Hosea 12:8-15
8 Dat handelsvolk heeft altijd een valse weegschaal bij de hand, het is verzot op afzetterij. 9 Hoor Efraïm zeggen: ‘Maar ik ben toch rijk geworden? Heb ik mij geen aanzien verworven? Wijst mijn winst soms op iets kwalijks dat de naam van zonde verdient?’ 10 Maar ik, de HEER, ben je God al sinds Egypte, en ik laat je opnieuw in tenten wonen, als in de tijd van onze ontmoeting. 11 Ik heb tot de profeten gesproken en talrijke visioenen geschonken; door mijn profeten heb ik je een spiegel voorgehouden. 12 Was Gilead al misdadig, Efraïm is nog dieper gevallen: al die stierenoffers in Gilgal! En al die altaren, als steenhopen aan de rand van een geploegde akker! 13 Jakob vluchtte naar Aram; Israël werd knecht om een vrouw te krijgen, om een vrouw hoedde hij de schapen. 14 Door een profeet leidde de HEER Israël uit Egypte weg, door een profeet werd Israël gehoed. 15 Hoe diep heeft dit volk zijn Heer gekrenkt! Maar het bloed aan Efraïms handen zal de HEER hem aanrekenen, en de smaad die Efraïm hem aandeed zal hij vergelden. (NBV)

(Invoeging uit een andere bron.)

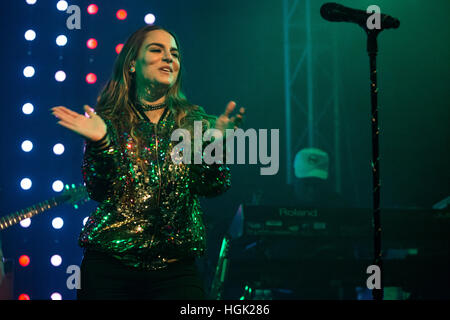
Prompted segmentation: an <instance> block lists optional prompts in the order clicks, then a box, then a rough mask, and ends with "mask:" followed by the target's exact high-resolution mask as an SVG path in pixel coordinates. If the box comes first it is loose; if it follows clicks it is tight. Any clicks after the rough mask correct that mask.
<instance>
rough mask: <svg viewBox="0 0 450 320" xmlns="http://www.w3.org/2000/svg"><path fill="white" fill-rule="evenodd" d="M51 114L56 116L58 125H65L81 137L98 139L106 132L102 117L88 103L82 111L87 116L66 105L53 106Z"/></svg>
mask: <svg viewBox="0 0 450 320" xmlns="http://www.w3.org/2000/svg"><path fill="white" fill-rule="evenodd" d="M50 110H52V114H53V115H54V116H55V117H57V118H58V119H59V120H60V121H58V124H59V125H62V126H63V127H66V128H68V129H70V130H72V131H74V132H76V133H78V134H79V135H82V136H83V137H85V138H87V139H89V140H92V141H98V140H100V139H101V138H103V137H104V135H105V134H106V124H105V122H104V121H103V119H102V118H100V117H99V116H98V115H96V114H95V113H94V109H91V107H89V106H88V105H84V111H85V112H86V113H87V115H88V116H85V115H82V114H79V113H76V112H74V111H72V110H70V109H68V108H66V107H62V106H58V107H53V108H51V109H50Z"/></svg>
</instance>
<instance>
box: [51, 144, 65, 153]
mask: <svg viewBox="0 0 450 320" xmlns="http://www.w3.org/2000/svg"><path fill="white" fill-rule="evenodd" d="M53 153H54V154H56V155H57V156H59V155H61V154H63V153H64V145H63V144H62V143H57V144H55V145H54V146H53Z"/></svg>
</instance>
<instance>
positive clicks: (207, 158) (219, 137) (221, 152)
mask: <svg viewBox="0 0 450 320" xmlns="http://www.w3.org/2000/svg"><path fill="white" fill-rule="evenodd" d="M193 133H194V144H193V150H192V137H191V133H190V131H189V130H187V129H182V128H178V129H176V130H174V131H173V132H172V135H171V140H172V141H173V142H179V141H180V139H181V138H182V141H181V142H180V143H178V144H177V145H175V146H174V147H173V149H172V153H171V158H172V161H173V162H174V163H175V164H180V163H184V164H191V163H194V164H202V163H205V164H208V165H211V164H214V163H216V164H235V163H236V164H246V155H247V148H246V146H247V143H246V141H248V160H249V161H248V164H257V163H258V160H259V163H260V164H262V165H264V166H266V167H263V168H261V169H260V174H261V175H275V174H277V173H278V169H279V164H280V161H279V147H280V146H279V129H271V130H270V154H269V150H268V138H269V137H268V130H267V129H259V130H258V132H257V131H256V130H255V129H247V130H246V131H244V130H242V129H226V130H225V136H224V134H223V133H222V131H220V130H219V129H208V130H206V131H205V132H204V133H203V127H202V121H194V132H193ZM205 142H207V144H206V146H205V147H204V145H205ZM235 142H236V143H235ZM203 147H204V148H203ZM235 149H236V150H235ZM224 150H225V152H224ZM224 153H225V154H224ZM192 158H193V159H192ZM235 158H236V159H235Z"/></svg>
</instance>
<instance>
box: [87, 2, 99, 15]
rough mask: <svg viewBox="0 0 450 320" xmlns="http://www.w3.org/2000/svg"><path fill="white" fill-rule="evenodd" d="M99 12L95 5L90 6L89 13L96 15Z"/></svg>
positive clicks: (91, 5) (88, 8) (96, 7)
mask: <svg viewBox="0 0 450 320" xmlns="http://www.w3.org/2000/svg"><path fill="white" fill-rule="evenodd" d="M97 12H98V7H97V6H96V5H95V4H90V5H89V6H88V13H89V14H96V13H97Z"/></svg>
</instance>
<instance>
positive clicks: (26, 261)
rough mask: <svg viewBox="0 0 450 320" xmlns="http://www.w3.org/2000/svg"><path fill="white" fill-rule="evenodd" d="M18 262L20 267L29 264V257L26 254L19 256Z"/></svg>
mask: <svg viewBox="0 0 450 320" xmlns="http://www.w3.org/2000/svg"><path fill="white" fill-rule="evenodd" d="M19 264H20V265H21V266H22V267H26V266H28V265H29V264H30V257H28V256H27V255H23V256H20V258H19Z"/></svg>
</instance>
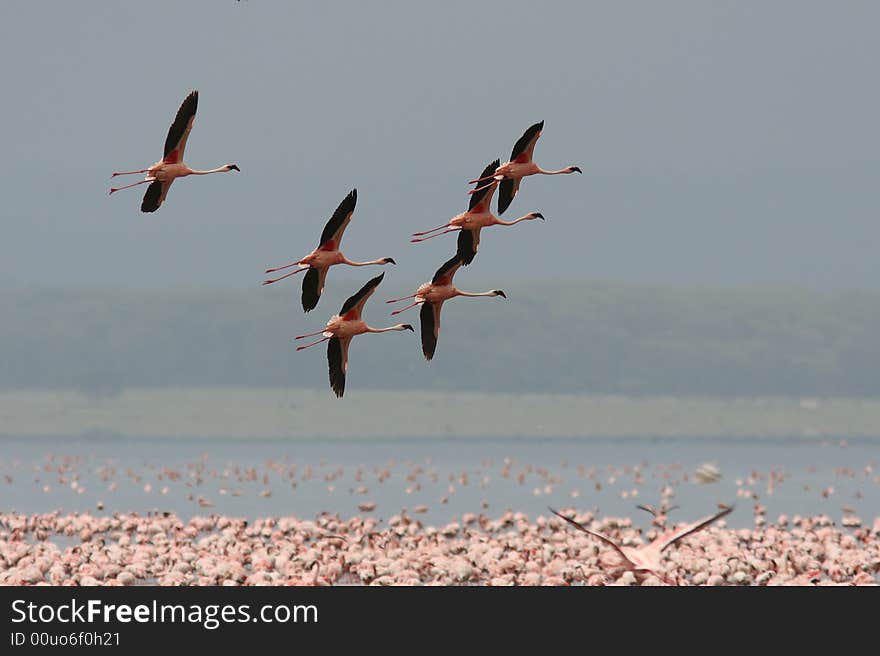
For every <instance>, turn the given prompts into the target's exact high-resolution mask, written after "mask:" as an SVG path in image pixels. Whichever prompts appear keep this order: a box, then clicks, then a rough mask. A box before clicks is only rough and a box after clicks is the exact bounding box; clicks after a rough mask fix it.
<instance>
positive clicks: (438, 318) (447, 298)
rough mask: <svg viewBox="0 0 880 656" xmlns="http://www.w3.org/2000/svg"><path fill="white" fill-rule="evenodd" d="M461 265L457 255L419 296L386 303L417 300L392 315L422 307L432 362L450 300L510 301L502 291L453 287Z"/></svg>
mask: <svg viewBox="0 0 880 656" xmlns="http://www.w3.org/2000/svg"><path fill="white" fill-rule="evenodd" d="M461 264H462V261H461V258H460V257H459V256H458V255H455V256H453V257H452V259H450V260H449V261H448V262H446V263H445V264H443V266H441V267H440V268H439V269H437V273H435V274H434V278H433V279H432V280H431V282H426V283H424V284H423V285H421V286H420V287H419V288H418V289H417V290H416V293H415V294H412V295H410V296H404V297H403V298H394V299H391V300H388V301H385V302H386V303H397V302H398V301H405V300H407V299H409V298H414V299H415V302H414V303H412V304H410V305H407V306H406V307H405V308H401V309H400V310H395V311H394V312H392V313H391V314H393V315H394V314H400V313H401V312H404V311H405V310H408V309H410V308H411V307H415V306H416V305H421V306H422V310H421V321H422V353H424V354H425V359H426V360H430V359H431V358H433V357H434V350H435V349H436V348H437V337H438V335H439V334H440V310H441V308H442V307H443V303H444V301H448V300H449V299H450V298H455V297H456V296H469V297H475V296H502V297H504V298H507V294H505V293H504V292H503V291H501V290H500V289H492V290H489V291H488V292H480V293H479V294H477V293H471V292H463V291H461V290H460V289H458V288H457V287H456V286H455V285H453V284H452V278H453V277H454V276H455V272H456V271H458V269H459V267H461Z"/></svg>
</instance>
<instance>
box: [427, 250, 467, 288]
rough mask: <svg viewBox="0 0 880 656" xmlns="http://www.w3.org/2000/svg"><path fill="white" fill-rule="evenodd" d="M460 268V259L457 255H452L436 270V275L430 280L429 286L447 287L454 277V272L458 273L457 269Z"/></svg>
mask: <svg viewBox="0 0 880 656" xmlns="http://www.w3.org/2000/svg"><path fill="white" fill-rule="evenodd" d="M460 266H461V258H460V257H459V256H458V254H455V255H453V256H452V257H451V258H449V259H448V260H447V261H446V262H444V263H443V265H442V266H441V267H440V268H439V269H437V273H435V274H434V277H433V278H432V279H431V284H433V285H448V284H450V283H451V282H452V278H453V277H454V276H455V272H456V271H458V268H459V267H460Z"/></svg>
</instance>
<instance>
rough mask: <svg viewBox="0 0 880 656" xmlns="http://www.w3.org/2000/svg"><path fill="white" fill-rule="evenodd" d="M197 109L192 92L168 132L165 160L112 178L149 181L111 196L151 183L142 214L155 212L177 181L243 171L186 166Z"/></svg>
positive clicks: (129, 187)
mask: <svg viewBox="0 0 880 656" xmlns="http://www.w3.org/2000/svg"><path fill="white" fill-rule="evenodd" d="M198 106H199V92H198V91H193V92H192V93H190V94H189V95H188V96H187V97H186V98H185V99H184V101H183V102H182V103H181V104H180V109H178V110H177V116H176V117H175V118H174V123H172V124H171V127H170V128H168V136H167V137H166V138H165V154H164V155H163V156H162V159H160V160H159V161H158V162H156V163H155V164H153V165H152V166H151V167H150V168H148V169H140V170H137V171H117V172H115V173H114V174H113V175H112V176H111V177H113V178H115V177H116V176H117V175H132V174H135V173H146V174H147V177H145V178H144V179H143V180H141V181H140V182H135V183H133V184H130V185H125V186H124V187H114V188H111V189H110V194H111V195H112V194H113V193H114V192H117V191H120V190H122V189H130V188H131V187H137V186H138V185H142V184H146V183H147V182H149V183H151V184H150V186H149V187H147V192H146V193H145V194H144V200H143V202H141V212H155V211H156V210H157V209H159V206H160V205H162V202H163V201H164V200H165V196H167V195H168V190H169V189H170V188H171V183H172V182H174V180H175V179H177V178H185V177H186V176H188V175H208V174H209V173H225V172H226V171H240V170H241V169H239V168H238V167H237V166H236V165H235V164H224V165H223V166H220V167H217V168H216V169H211V170H209V171H196V170H194V169H191V168H190V167H189V166H187V165H186V164H184V163H183V151H184V149H186V140H187V139H188V138H189V133H190V132H191V131H192V126H193V122H194V121H195V118H196V109H197V108H198Z"/></svg>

Is rijkdom een teken van Gods goedkeuring of juist niet? Dat is de vraag die Hosea ons eigenlijk hier voor legt. Het Noordrijk van Israël, hier Efraïm genoemd, beroept zich er op dat rijkdom op zichzelf geen zonde genoemd kan worden. Ook in onze dagen zijn er voorgangers die beweren dat als je je hart nu maar aan Jezus geeft je vanzelf rijkdom en geluk ten deel zullen vallen. Hosea laat zien dat het tegendeel waar is. Hij had het al gehad over de stamvader van het volk Israël, Jacob die uitdrukkelijk als bedrieger was begonnen. In Gilead had hij een verbond met Laban gesloten alsof door dat verbond de waarheid werd gediend terwijl het Jacob om de dochter van Laban te doen was.

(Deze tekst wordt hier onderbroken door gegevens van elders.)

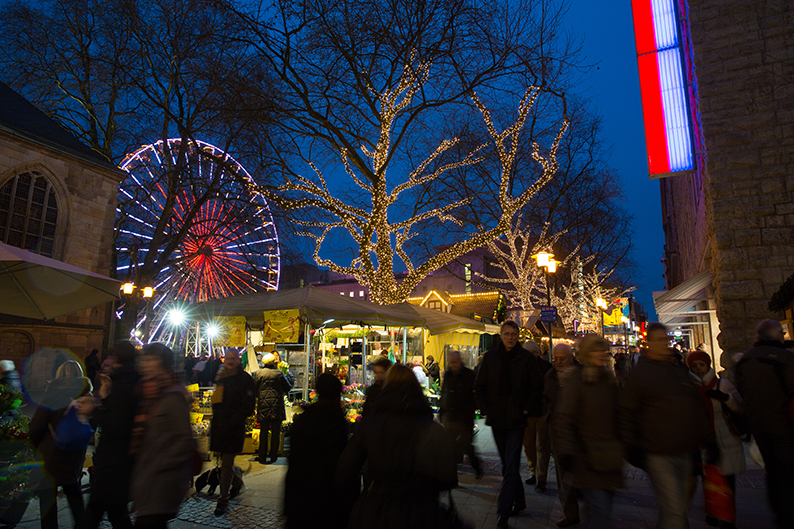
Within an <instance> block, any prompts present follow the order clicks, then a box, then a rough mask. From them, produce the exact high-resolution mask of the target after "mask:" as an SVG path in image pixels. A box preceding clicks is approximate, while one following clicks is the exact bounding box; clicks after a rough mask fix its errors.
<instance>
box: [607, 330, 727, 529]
mask: <svg viewBox="0 0 794 529" xmlns="http://www.w3.org/2000/svg"><path fill="white" fill-rule="evenodd" d="M678 359H679V357H678V354H677V353H676V352H675V350H673V349H671V348H670V347H669V337H668V334H667V327H665V326H664V325H663V324H661V323H652V324H651V325H649V326H648V350H647V352H646V354H645V355H644V356H642V357H641V358H640V361H639V362H638V363H637V366H636V367H635V368H634V370H633V371H632V372H631V374H630V375H629V376H628V377H627V379H626V388H625V389H624V390H623V391H622V393H621V394H620V398H619V402H620V406H619V407H620V410H619V414H618V419H619V424H620V433H621V438H622V440H623V442H624V443H625V445H626V451H627V456H628V461H629V463H631V464H632V465H634V466H636V467H639V468H642V469H643V470H645V472H646V473H647V474H648V477H649V478H650V480H651V485H652V487H653V491H654V494H655V495H656V502H657V503H658V504H659V518H658V522H657V527H658V528H659V529H679V528H688V527H689V520H688V519H687V508H688V506H689V482H690V480H691V478H692V476H693V474H694V472H695V470H696V467H697V466H699V465H698V464H699V462H698V459H699V454H700V445H701V444H702V445H704V446H706V447H707V449H706V450H707V462H709V463H713V462H716V460H717V457H718V456H719V453H718V449H717V447H716V442H715V439H714V432H713V431H712V430H711V428H710V427H709V422H708V414H707V413H706V407H705V405H704V404H703V399H702V398H701V397H700V394H699V393H698V391H697V389H696V388H695V384H694V383H693V382H692V379H691V378H690V376H689V370H688V369H686V367H684V366H681V365H679V362H678Z"/></svg>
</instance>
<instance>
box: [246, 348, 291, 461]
mask: <svg viewBox="0 0 794 529" xmlns="http://www.w3.org/2000/svg"><path fill="white" fill-rule="evenodd" d="M262 362H263V363H264V364H265V367H263V368H262V369H260V370H259V371H257V372H256V374H255V375H254V380H255V382H256V391H257V396H258V397H257V412H256V420H257V421H259V462H260V463H262V464H263V465H264V464H265V463H266V462H268V461H267V458H268V457H269V458H270V459H269V462H270V463H275V462H276V460H277V459H278V445H279V443H280V442H281V422H282V421H284V419H286V418H287V412H286V410H285V409H284V395H286V394H287V393H289V390H290V389H291V388H292V386H291V385H290V383H289V382H288V381H287V379H286V377H284V373H282V372H281V370H280V369H278V368H277V367H276V358H275V357H274V356H273V355H272V354H271V353H268V354H266V355H265V356H264V357H263V358H262ZM268 432H269V433H270V452H269V453H268V442H267V436H268Z"/></svg>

De rijkdom op zich kan soms wel verdedigd worden maar aan wie reken je je rijkdom toe en hoe kom je eigenlijk aan die rijkdom? Je kunt in onze dagen als oliemaatschappij een complete delta in Nigeria vervuilen en onleefbaar maken maar geeft dat jou het recht om te klagen over alle belasting die je moet betalen? De Bijbel heeft geen hekel aan rijken maar een verschrikkelijk hekel aan armoede. Zo lang er armoede bestaat zouden er geen rijken horen te zijn. Hosea wijst op al die profeten die voortdurend opriepen de armen recht te doen en de weduwen en de wees te ondersteunen. Veel rijkom is echter door bedrog en uitbuiting tot stand gekomen. De valse weegschaal was in Israël daarin het meest berucht.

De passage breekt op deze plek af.